More spectacularly, is there maybe a forcing notion that could preserve a P-point as an ultrafilter while destroying the P-filter property?

EDIT: As Martin Goldstern pointed out, I should add that I'm interested in filters on $\omega$.

Answer 1

(A very partial answer.) Assuming CH, the answer seems to be "no" (for filters on countable sets).

CH implies that every P-filter on $\omega$ is generated by a tower (i.e., an almost decreasing sequence) of length $\omega_1$. In any $\omega_1$-preserving forcing extension any countable sequence of filter sets can be refined to a countable sequence of sets from the tower, so there is a lower bound in the tower.

Answer 2

A second partial (and not very deep, sorry) answer: Assume that at least one of the following holds:

1. zero sharp does not exist, i.e., Jensen's covering lemma holds.

2. The continuum is below $\aleph_\omega$ (or at least: your filter is generated by less than $\aleph_\omega$ many sets).

Then the answer is again "no" (if the forcing is not allowed to collapse cardinals).

Proof: Every new countable subset of the filter base is contained in an old countable subset of the filter base. (This is well known, but for the sake of completeness I give a sketch of the proof.

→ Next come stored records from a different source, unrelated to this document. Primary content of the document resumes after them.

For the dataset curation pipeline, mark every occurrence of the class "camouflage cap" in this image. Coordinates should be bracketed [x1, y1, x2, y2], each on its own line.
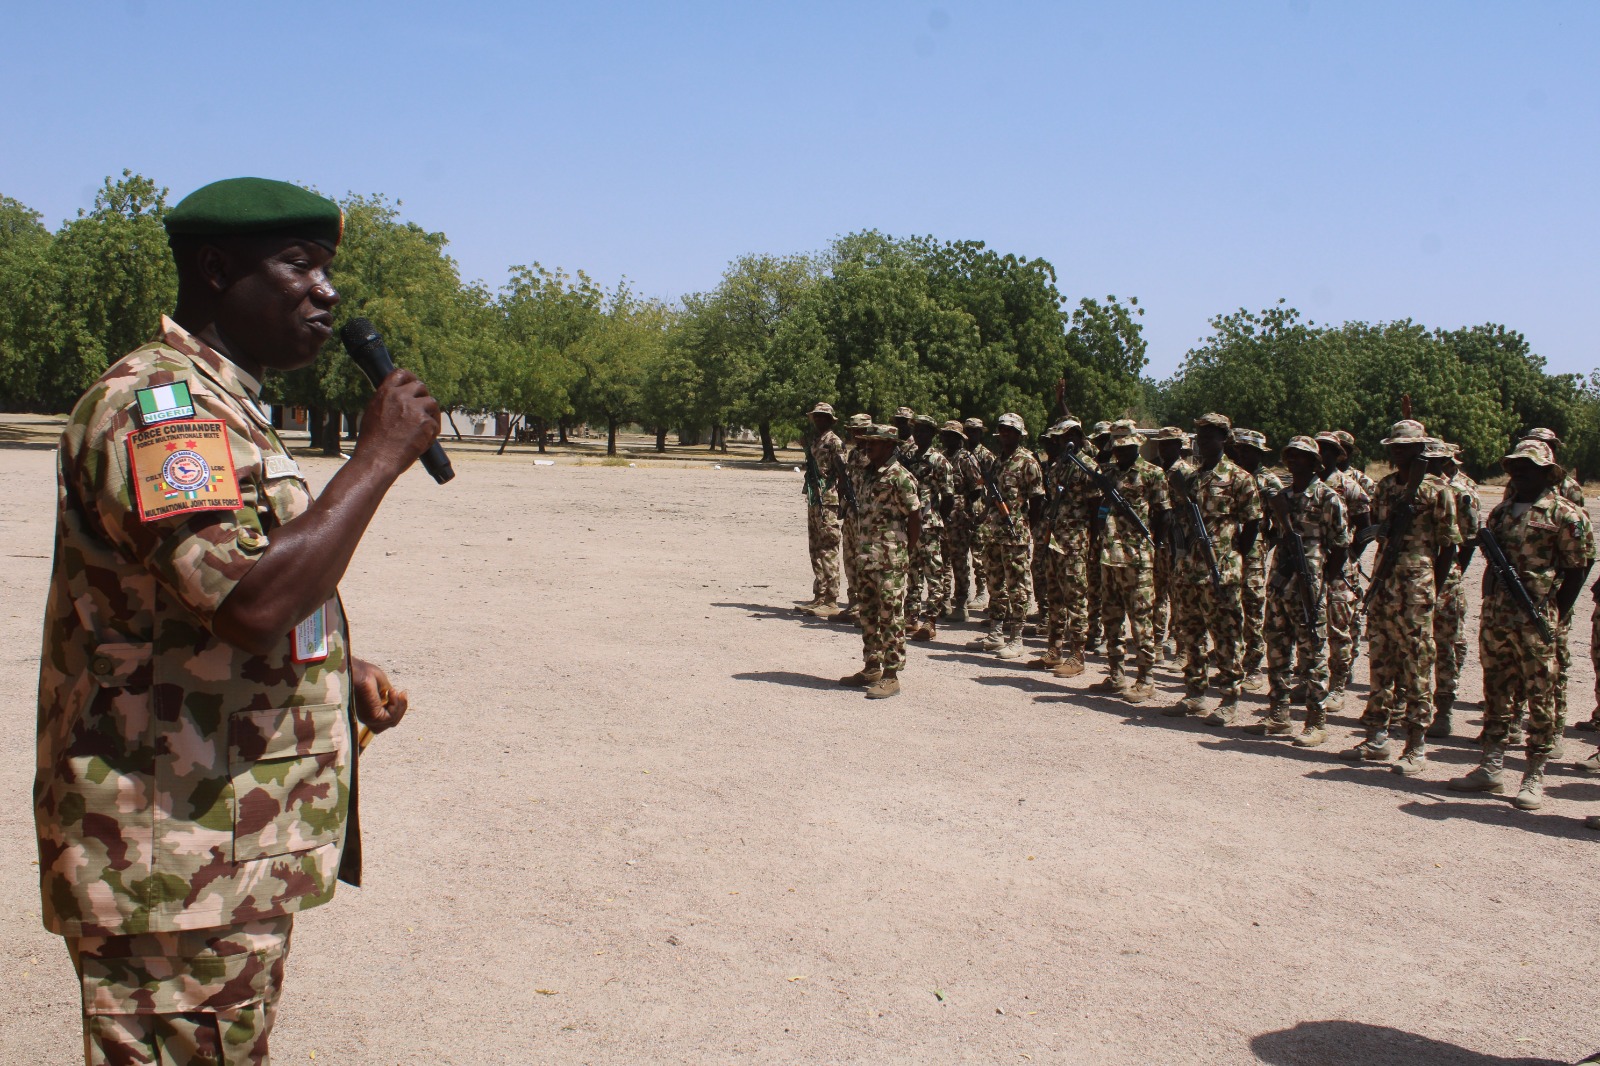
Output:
[893, 406, 916, 421]
[1380, 419, 1429, 446]
[1109, 419, 1142, 446]
[1522, 427, 1563, 447]
[845, 413, 872, 430]
[808, 401, 835, 417]
[1332, 429, 1358, 452]
[997, 412, 1026, 433]
[1090, 420, 1112, 439]
[1194, 412, 1232, 432]
[1232, 428, 1269, 452]
[912, 413, 939, 428]
[939, 419, 966, 435]
[1314, 431, 1345, 454]
[1421, 439, 1455, 459]
[1052, 417, 1083, 436]
[1504, 439, 1557, 467]
[1282, 435, 1321, 458]
[963, 417, 985, 431]
[859, 423, 899, 441]
[1152, 426, 1185, 442]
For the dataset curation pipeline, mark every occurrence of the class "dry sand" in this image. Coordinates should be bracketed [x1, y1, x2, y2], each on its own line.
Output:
[2, 439, 1597, 1065]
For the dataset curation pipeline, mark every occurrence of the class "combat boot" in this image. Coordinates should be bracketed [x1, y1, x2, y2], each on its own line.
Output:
[1326, 686, 1345, 714]
[968, 624, 1003, 651]
[1425, 700, 1453, 739]
[1512, 755, 1549, 810]
[1294, 708, 1329, 748]
[1092, 669, 1129, 694]
[1578, 716, 1600, 733]
[1245, 705, 1294, 737]
[969, 591, 990, 613]
[1027, 648, 1063, 670]
[1203, 695, 1239, 727]
[811, 603, 842, 620]
[1241, 673, 1265, 694]
[1164, 692, 1207, 717]
[865, 671, 901, 699]
[1551, 735, 1567, 761]
[1160, 639, 1177, 662]
[994, 626, 1025, 660]
[1447, 743, 1507, 794]
[1052, 654, 1086, 679]
[1571, 749, 1600, 774]
[1124, 675, 1156, 704]
[1392, 725, 1428, 776]
[840, 667, 884, 687]
[1340, 725, 1390, 762]
[1587, 815, 1600, 831]
[1507, 721, 1525, 747]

Fix a bijection between the filter base and some ordinal $\alpha$. Every new countable set $A \subseteq \alpha$ is contained in an old set $B$ of size $\aleph_n$, for some $n$. [Under assumption 1, the covering lemma gives $n\le 1$; assumption 2 just says outright that there is some $n$.] Now fix $A$ and choose $n$ as small as possible. Using a bijection from $B$ to $\aleph_n$ in $V$, we may wlog assume that the original set $A$ was a subset of $\omega_n$. If $n>0$, then the countable set $A$ is bounded in $\omega_n$, so we can cover $A$ by an ordinal of cardinality $\aleph_{n-1}$, contradiction.)